Anatole had relaxed back against the stone wall, his arms uncrossing. The heat seemed to have melted him, as it did so many men. It never took Tsofo that way; he felt it relaxing the tensions in his arms and legs, the tight muscles of his back and shoulders, but his mind felt sharp, as sharp as the rock of Tseli, as if the heat itself brought out some intensity of focus. Heat, pressure, force: they all sharpened in him a clarity and a strength, and he reveled in it.

Tsofo’s eyebrows lifted when Anatole spoke of his daughter, and he grinned. “Congratulations; may her waters overflow, as Hulali’s over the bank.” He had caught the shiver of pride through the other man’s field, just barely, rippling through the soft clairvoyant mona; he used it to deepen his caprise, just a touch, slipping a little further into the other man’s field.

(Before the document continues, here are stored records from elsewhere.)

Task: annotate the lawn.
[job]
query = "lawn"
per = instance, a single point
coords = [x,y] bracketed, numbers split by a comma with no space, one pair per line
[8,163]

“It does indeed,” Tsofo laughed. “I expect we will see more of each other, then, sir,” Tsofo grinned at the other man. “I’ve recently accepted a position as the clairvoyant assistant coach for Thul’Amat’s own travel team. I was on the team in my youth,” Tsofo’s smile turned fond, “and – well, you understand. A man cannot make time for all his passions, and yet sometimes along comes an opportunity which one must seize.” He grinned, and shifted, as if adjusting his position; he moved a scant half-inch closer to the other man, little enough that he might not have moved at all.

He had wanted the travel team; he had fought for it. Tsofo had entertained dreams of becoming a professional duelist himself, during his boyhood; in his very last year at Ire’dzosat, he had decided instead to go for his tseruh. He did not regret it; he never had. Dueling was too obvious, too direct, and too focused on chance. At Ire’dzosat he had found a deeper game of strategy, and far more interesting.

Tsofo knew where he was headed. Badhe had warned him against taking on the travel team position when he was so close to a professorship. Just because you can’t hack it, old man, Tsofo had wanted to say, don’t put me on limits on me. He knew what he was capable of; he knew how much he could handle. He grinned at Anatole, ruefully, inviting the other man’s response.